Things don’t get any easier Saturday night, when the Gaels host the red-hot Waterloo Warriors.
“They’re on a nine-game winning streak and probably playing the best hockey in the OUA,” Gibson said. “They’re big; they’re real big, and they’re going to come in and run us out of the rink if we don’t wake up. That’s the way they play. They play a lot like Carleton. The good news is we answered the bell against Carleton, 1-0 and 2-1, both games lost, but at least we competed.
“Maybe we need a team that we’ve got to be scared of, because we’re not scared of some teams, and we play like it.”
Justin Rasmussen scored Laurier’s first goal.

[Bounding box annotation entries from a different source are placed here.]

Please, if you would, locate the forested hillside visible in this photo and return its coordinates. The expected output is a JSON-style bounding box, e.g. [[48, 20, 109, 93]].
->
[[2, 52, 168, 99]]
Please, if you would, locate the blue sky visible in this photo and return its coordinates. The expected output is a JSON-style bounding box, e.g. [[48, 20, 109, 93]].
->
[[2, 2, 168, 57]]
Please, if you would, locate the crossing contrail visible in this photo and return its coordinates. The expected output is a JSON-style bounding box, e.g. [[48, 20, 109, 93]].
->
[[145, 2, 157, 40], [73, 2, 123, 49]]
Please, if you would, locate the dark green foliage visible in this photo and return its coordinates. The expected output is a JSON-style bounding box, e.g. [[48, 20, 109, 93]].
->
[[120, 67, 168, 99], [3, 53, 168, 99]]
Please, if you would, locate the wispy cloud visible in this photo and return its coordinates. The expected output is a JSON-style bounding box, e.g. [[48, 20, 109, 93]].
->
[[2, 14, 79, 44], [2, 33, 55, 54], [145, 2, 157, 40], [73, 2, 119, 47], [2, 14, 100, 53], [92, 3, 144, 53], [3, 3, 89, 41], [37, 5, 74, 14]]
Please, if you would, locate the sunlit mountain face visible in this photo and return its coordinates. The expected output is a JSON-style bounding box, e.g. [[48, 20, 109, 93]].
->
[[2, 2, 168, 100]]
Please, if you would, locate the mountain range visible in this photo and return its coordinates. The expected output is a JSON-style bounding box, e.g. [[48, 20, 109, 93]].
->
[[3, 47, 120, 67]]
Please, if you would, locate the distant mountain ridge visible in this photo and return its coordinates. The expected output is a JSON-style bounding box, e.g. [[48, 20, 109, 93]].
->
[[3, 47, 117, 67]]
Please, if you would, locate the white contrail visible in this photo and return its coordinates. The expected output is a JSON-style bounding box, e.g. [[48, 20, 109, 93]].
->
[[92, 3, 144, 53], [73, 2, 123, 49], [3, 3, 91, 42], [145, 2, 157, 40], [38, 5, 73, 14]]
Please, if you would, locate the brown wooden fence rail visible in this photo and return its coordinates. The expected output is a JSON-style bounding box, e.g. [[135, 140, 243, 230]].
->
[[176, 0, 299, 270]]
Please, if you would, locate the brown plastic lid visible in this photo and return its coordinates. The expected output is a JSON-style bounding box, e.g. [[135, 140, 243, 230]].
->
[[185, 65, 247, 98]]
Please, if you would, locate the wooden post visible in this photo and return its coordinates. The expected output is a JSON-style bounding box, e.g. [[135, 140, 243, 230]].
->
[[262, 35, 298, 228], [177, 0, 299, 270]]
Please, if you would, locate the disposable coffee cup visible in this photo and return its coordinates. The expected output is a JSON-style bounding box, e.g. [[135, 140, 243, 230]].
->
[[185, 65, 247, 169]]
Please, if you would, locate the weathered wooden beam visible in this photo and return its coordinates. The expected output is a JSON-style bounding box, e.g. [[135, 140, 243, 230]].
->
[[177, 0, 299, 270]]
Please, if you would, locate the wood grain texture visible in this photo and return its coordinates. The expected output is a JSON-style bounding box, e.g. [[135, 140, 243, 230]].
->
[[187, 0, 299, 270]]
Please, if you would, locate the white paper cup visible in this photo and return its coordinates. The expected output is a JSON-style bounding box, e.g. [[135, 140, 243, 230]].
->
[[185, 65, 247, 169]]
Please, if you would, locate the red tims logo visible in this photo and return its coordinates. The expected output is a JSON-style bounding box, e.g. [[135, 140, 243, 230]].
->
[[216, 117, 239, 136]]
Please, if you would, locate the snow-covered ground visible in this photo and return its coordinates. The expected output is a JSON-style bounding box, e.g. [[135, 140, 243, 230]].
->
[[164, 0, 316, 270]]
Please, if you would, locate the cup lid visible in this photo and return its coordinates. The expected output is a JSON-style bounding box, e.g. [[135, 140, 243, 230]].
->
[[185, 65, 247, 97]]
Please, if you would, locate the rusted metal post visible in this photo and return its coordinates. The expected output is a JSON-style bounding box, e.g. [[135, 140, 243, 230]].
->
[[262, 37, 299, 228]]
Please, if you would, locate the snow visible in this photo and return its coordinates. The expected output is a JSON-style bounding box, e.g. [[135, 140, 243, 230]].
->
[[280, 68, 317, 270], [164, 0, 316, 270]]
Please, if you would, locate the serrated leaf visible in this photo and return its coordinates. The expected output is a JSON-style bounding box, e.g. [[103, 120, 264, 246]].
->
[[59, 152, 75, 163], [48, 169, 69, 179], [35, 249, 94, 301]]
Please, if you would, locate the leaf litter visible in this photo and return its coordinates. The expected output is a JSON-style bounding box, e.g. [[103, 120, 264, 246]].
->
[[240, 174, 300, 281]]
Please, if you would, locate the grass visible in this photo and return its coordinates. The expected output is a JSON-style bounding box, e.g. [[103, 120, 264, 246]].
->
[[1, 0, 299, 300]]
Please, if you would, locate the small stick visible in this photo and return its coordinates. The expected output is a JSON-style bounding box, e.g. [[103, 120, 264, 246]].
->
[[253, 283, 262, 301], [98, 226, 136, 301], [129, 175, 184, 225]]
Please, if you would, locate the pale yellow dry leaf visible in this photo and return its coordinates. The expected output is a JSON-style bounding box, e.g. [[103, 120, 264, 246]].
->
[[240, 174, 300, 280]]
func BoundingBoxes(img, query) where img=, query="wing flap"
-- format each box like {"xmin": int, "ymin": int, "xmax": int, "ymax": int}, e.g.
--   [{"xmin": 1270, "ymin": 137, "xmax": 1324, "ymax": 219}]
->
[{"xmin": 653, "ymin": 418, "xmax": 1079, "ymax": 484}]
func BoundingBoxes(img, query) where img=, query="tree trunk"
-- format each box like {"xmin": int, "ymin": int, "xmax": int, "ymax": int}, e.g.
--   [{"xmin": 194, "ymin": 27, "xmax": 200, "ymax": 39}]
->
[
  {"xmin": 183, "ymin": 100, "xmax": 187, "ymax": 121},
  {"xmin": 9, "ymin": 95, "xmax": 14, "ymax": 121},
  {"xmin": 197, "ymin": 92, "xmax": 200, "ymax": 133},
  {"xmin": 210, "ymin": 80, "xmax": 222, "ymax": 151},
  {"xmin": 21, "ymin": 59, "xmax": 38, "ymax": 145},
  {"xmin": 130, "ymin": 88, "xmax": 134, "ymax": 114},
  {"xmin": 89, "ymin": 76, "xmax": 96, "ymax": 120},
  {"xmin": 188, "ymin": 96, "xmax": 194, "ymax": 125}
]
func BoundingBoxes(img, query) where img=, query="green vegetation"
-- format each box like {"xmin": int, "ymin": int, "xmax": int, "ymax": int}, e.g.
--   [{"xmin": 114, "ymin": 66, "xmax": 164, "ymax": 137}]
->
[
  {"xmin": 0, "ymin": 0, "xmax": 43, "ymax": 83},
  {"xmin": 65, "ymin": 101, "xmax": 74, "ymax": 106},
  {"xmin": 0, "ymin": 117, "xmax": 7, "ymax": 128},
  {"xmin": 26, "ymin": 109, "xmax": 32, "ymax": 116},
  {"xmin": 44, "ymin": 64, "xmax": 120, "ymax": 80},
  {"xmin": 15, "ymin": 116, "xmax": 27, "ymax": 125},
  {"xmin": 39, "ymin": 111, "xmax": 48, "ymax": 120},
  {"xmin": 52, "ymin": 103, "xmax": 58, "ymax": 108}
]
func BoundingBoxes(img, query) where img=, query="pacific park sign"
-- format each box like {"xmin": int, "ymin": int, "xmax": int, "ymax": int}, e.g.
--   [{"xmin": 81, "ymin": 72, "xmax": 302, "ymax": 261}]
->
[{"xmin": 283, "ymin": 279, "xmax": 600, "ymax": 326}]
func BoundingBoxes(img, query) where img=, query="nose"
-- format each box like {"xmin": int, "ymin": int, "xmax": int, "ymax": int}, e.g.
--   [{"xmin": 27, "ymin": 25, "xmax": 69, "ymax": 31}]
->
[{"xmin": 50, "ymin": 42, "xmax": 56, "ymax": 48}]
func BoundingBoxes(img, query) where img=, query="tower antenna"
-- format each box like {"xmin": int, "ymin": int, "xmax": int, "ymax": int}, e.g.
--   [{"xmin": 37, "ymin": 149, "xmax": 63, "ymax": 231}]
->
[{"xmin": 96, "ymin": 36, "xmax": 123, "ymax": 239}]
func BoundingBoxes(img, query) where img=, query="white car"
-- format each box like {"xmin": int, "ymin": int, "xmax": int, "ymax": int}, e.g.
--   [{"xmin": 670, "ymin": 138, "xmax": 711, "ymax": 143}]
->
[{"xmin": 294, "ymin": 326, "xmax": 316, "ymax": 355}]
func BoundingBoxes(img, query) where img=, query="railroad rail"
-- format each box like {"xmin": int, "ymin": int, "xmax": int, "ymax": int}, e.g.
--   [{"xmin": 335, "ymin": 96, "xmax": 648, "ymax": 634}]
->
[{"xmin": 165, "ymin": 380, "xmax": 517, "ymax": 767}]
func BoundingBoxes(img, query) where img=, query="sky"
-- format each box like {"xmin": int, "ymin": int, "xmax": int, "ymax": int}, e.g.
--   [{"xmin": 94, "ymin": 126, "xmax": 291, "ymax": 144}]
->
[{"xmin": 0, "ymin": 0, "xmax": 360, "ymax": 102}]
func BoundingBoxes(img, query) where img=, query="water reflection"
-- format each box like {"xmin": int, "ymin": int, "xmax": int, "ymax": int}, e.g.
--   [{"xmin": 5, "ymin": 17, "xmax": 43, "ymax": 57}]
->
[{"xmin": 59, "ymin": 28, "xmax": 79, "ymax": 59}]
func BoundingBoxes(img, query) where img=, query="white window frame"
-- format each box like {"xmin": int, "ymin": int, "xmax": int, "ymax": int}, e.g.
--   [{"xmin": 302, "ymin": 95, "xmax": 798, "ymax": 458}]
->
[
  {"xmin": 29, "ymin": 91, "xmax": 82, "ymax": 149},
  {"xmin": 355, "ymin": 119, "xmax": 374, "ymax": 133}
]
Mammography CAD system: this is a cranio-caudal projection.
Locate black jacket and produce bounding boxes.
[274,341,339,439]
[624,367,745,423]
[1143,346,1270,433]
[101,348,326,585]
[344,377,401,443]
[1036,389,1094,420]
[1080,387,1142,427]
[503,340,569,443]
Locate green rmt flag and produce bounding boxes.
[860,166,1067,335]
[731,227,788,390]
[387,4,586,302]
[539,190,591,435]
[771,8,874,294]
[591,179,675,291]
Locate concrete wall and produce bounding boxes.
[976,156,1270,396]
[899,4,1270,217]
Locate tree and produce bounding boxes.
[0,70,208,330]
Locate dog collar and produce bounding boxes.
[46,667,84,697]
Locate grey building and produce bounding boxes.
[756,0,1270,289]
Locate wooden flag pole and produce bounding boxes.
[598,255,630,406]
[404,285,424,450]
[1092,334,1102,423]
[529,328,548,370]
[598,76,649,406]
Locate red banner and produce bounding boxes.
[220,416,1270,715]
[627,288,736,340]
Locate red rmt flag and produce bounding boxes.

A power-play goal by Patrick McGillis opened the scoring for Queen’s in the first period.
Rookie goalie Colin Furlong, who played 20 games for the Kingston Frontenacs two years ago, gained his first win in just his second intercollegiate game, making 41 saves for Laurier, many of them shots the unimaginative Gaels buried in his chest protector. Bailie faced 40 shots in the Queen’s goal, and had by far the more difficult saves to make, including one on a breakaway by Kyle Morrison in the closing 30 seconds of the second period.
• Thursday night in Sudbury, the Royal Military College Paladins, struggling to gain their first win of the season, lost 5-4 in overtime to the Laurentian Voyageurs. Playing on a rare one-game road trip into northern Ontario, RMC tied the game on a goal by Eric Louis-Seize with four minutes left in the third period. Nick Esposto’s second goal of the game, halfway through the five-minute overtime, gave the Voyageurs, 11-6-3, the victory.
RMC looked poised to start overtime with a power play, when they caught Laurentian’s Michael MacDonald using illegal equipment in the closing seconds of the third period. That would-be advantage was nullified, however, when RMC’s Kyle Phillips was called for roughing as time expired in regulation time.
Jake Bullen, with two, and Frederic Thouin scored the other goals for RMC, which was outshot 47-25, including 2-1 in overtime.
The Paladins resume play Saturday night, when they host the McGill Redmen at 7 p.m. at Constantine Arena.